By combining geographical dimensions with enterprise data, Location Intelligence enables organizations to gain critical insights from enhanced Business Analytics. Consequently the need is to connect directly to enterprise applications, to enable mapping of large-scale datasets while applying spatial processing to enhance data visualization, reporting and predictive analytics and to allow retail companies to solve complex location-specific business problems, such as improving store site selection or enhanced trade area analysis.

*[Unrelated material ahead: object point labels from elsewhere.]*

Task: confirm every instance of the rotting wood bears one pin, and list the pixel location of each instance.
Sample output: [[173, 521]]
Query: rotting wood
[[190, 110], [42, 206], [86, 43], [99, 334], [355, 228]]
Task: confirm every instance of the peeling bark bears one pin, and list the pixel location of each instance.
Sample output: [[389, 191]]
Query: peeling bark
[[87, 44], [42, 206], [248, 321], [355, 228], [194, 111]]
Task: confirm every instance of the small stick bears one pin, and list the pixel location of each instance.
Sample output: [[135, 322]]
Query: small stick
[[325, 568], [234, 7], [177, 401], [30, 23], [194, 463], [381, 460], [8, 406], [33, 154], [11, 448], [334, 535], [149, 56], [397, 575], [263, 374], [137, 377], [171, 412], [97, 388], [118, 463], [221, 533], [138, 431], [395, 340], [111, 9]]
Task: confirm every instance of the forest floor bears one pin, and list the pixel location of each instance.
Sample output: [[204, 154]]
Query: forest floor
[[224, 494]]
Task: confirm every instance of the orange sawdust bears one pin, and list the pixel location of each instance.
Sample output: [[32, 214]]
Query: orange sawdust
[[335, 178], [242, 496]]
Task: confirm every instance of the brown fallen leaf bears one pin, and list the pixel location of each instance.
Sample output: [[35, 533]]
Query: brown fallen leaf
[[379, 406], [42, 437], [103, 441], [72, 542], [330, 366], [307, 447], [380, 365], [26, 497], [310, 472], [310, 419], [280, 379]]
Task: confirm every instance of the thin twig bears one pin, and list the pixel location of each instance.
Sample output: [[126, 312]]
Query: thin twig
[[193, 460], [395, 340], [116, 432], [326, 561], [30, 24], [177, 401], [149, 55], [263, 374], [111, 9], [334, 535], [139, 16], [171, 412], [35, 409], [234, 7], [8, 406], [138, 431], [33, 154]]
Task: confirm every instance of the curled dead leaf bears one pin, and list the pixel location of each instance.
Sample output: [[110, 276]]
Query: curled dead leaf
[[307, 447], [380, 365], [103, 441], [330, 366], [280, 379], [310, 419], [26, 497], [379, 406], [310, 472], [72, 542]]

Location intelligence helps retailers derive better insights and analysis a number of ways, including:
Trade Area Analysis
Location analytics enables rich multivariate analysis. For example, you can use Galigeo solution to drive trade area analysis, which helps reveal where customers are located in relation to a precise point-of-sale. By analyzing the demographics of an area to profile customers, it becomes easier to align sales and spend marketing budget where it is easy to reach the most customers in the most cost effective manner as possible. Accurate trade area analysis can make all the difference when it comes to improving marketing decisions that enhance operational performance and increase return on marketing operations investments.

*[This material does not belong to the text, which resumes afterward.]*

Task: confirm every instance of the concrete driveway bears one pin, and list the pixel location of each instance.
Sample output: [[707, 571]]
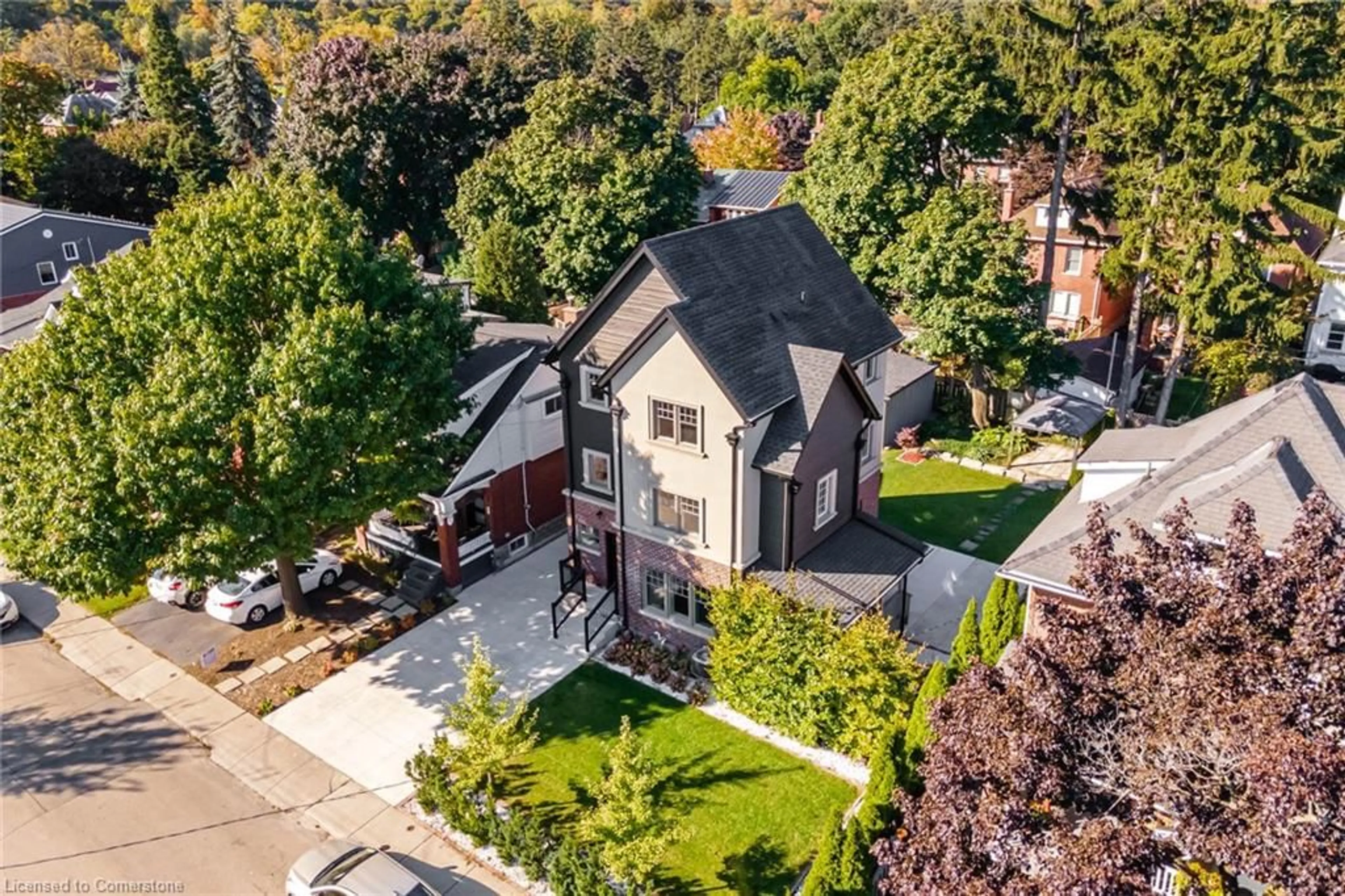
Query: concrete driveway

By analyzing multiple sets of location-based data, trade areas analysis efficiently monitors store performance and measures key statistics that impact a store’s performance. Incorporating a trade area analysis approach inside the location analytics environment visualizes and layers the variables into one map. This approach can help organizations in a wealth of ways, including:
– Map existing customers in relation to store locations
– Develop demographic profiles
– Calculate time and distance customers must travel to reach a store
– Perform competitive analysis and market gap analysis
– Evaluate market penetration
Prediction of future probabilities and trends are not an easy thing to do. At a minimum, companies must have access to relevant data stored in a data warehouse, analytics cubes and/or data mining tools, and a team capable of analyzing the information to build predictive models. Companies have come to learn that by adding a powerful location analytics solution to their toolset, they are able to present the probabilistic outcomes visually with maps. Mapping large scale data, include third party data, and applying spatial processing improves the value of the predictive effort, and broadens the sharing of such outcomes to more teams across the company. The delivery of predictive analytics outcomes via map-based visualization which might further reveal spatial dependencies or trends difficult to discover otherwise. These improved insights about customer behaviors can lead to: – Cross-selling opportunities – Identification of fraud and risks – Retention of high-value customers – Anticipation of customers’ needs
Data Visualization & Reporting
Well-designed location analytics solutions enable retailers to more quickly and easily transform data into visual information that provides actionable insights. By visually examining existing data on a map, through multiple layers, or widgets (time slider, heat mapping, etc.) one can better identify hidden trends, enhance customer relations, monitor customer behavior, and gain an understanding of their overall marketing strategy. When companies adopt a location analytics solution they are positioning themselves to quickly acquire insights that help them take action effectively. By integrating the spatial dimension to data analysis, data can be analyzed and displayed through a map allowing enterprises to exploit the data proactively through dynamic and interactive dashboards and detailed reports.